URL: http://gcc.gnu.org/viewcvs?rev=198769&root=gcc&view=rev
Log:
	PR tree-optimization/45216
	PR tree-optimization/57157
	* tree-ssa-forwprop.c (simplify_rotate): New function.
	(ssa_forward_propagate_and_combine): Call it.

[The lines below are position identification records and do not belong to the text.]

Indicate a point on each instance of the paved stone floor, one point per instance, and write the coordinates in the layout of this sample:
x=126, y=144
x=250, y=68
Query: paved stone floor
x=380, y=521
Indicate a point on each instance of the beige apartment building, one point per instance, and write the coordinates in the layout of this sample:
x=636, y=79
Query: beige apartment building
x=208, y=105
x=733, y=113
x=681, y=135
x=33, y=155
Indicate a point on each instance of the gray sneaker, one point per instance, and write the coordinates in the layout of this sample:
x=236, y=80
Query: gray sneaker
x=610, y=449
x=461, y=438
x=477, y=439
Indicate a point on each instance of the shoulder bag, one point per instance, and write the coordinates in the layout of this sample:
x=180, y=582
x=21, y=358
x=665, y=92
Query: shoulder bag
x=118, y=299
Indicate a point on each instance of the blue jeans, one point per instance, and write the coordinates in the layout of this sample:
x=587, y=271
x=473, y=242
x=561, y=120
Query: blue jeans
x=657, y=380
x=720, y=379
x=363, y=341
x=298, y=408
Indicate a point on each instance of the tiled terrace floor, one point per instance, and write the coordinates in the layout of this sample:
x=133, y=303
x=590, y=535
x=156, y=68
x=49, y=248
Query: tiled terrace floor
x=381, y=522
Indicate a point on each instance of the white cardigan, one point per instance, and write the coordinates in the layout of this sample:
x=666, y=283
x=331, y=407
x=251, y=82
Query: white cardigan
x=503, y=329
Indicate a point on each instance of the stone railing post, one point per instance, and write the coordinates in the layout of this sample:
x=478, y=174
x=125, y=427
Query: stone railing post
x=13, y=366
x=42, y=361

	* c-c++-common/rotate-1.c: New test.
	* c-c++-common/rotate-1a.c: New test.
	* c-c++-common/rotate-2.c: New test.
	* c-c++-common/rotate-2a.c: New test.
	* c-c++-common/rotate-3.c: New test.
	* c-c++-common/rotate-3a.c: New test.
	* c-c++-common/rotate-4.c: New test.
	* c-c++-common/rotate-4a.c: New test.

Added:
    trunk/gcc/testsuite/c-c++-common/rotate-1.c
    trunk/gcc/testsuite/c-c++-common/rotate-1a.c
    trunk/gcc/testsuite/c-c++-common/rotate-2.c
    trunk/gcc/testsuite/c-c++-common/rotate-2a.c
    trunk/gcc/testsuite/c-c++-common/rotate-3.c
    trunk/gcc/testsuite/c-c++-common/rotate-3a.c
    trunk/gcc/testsuite/c-c++-common/rotate-4.c
    trunk/gcc/testsuite/c-c++-common/rotate-4a.c
Modified:
    trunk/gcc/ChangeLog
    trunk/gcc/testsuite/ChangeLog
    trunk/gcc/tree-ssa-forwprop.c

Author: jakub
Date: Mon May 13 11:04:26 2013
New Revision: 198823

URL: http://gcc.gnu.org/viewcvs?rev=198823&root=gcc&view=rev
Log:
	PR tree-optimization/45216
	PR tree-optimization/57157
	* tree-ssa-forwprop.c (simplify_rotate): Only recognize
	the (-Y) & (B - 1) variant if OP is |.
	* expmed.c (expand_shift_1): For rotations by const0_rtx just
	return shifted.  Use (-op1) & (prec - 1) as other_amount
	instead of prec - op1.

	* c-c++-common/rotate-1.c: Add 32 tests with +.
	* c-c++-common/rotate-1a.c: Adjust.
	* c-c++-common/rotate-2.c: Add 32 tests with +, expect
	only 48 rotates.
	* c-c++-common/rotate-2b.c: New test.
	* c-c++-common/rotate-3.c: Add 32 tests with +.
	* c-c++-common/rotate-4.c: Add 32 tests with +, expect
	only 48 rotates.
	* c-c++-common/rotate-4b.c: New test.
	* c-c++-common/rotate-5.c: New test.

Added:
    trunk/gcc/testsuite/c-c++-common/rotate-5.c
Modified:
    trunk/gcc/ChangeLog
    trunk/gcc/expmed.c
    trunk/gcc/testsuite/ChangeLog
    trunk/gcc/testsuite/c-c++-common/rotate-1.c
    trunk/gcc/testsuite/c-c++-common/rotate-1a.c
    trunk/gcc/testsuite/c-c++-common/rotate-2.c
    trunk/gcc/testsuite/c-c++-common/rotate-3.c
    trunk/gcc/testsuite/c-c++-common/rotate-4.c
    trunk/gcc/tree-ssa-forwprop.c
Comment 6 Jeffrey Walton 2015-08-11 21:39:17 UTC
(In reply to Jakub Jelinek from comment #4)
> Created attachment 30075 [details]
> /tmp/gcc49-pr57157.patch
> 
> Untested tiny i386 improvement, instead of roll $31, %eax we can emit
> rorl %eax which is shorter.

Forgive my ignorance...

Why not put the shift amount in %ecx, %cx or %cl? The x86 processor will only use the low-order 5-bits (low order 6-bits for x86_64). That means you get the mask for free.

With a free mask, you don't even have to worry about the ranges in C/C++ or the assembler's "I" or "J" constraints.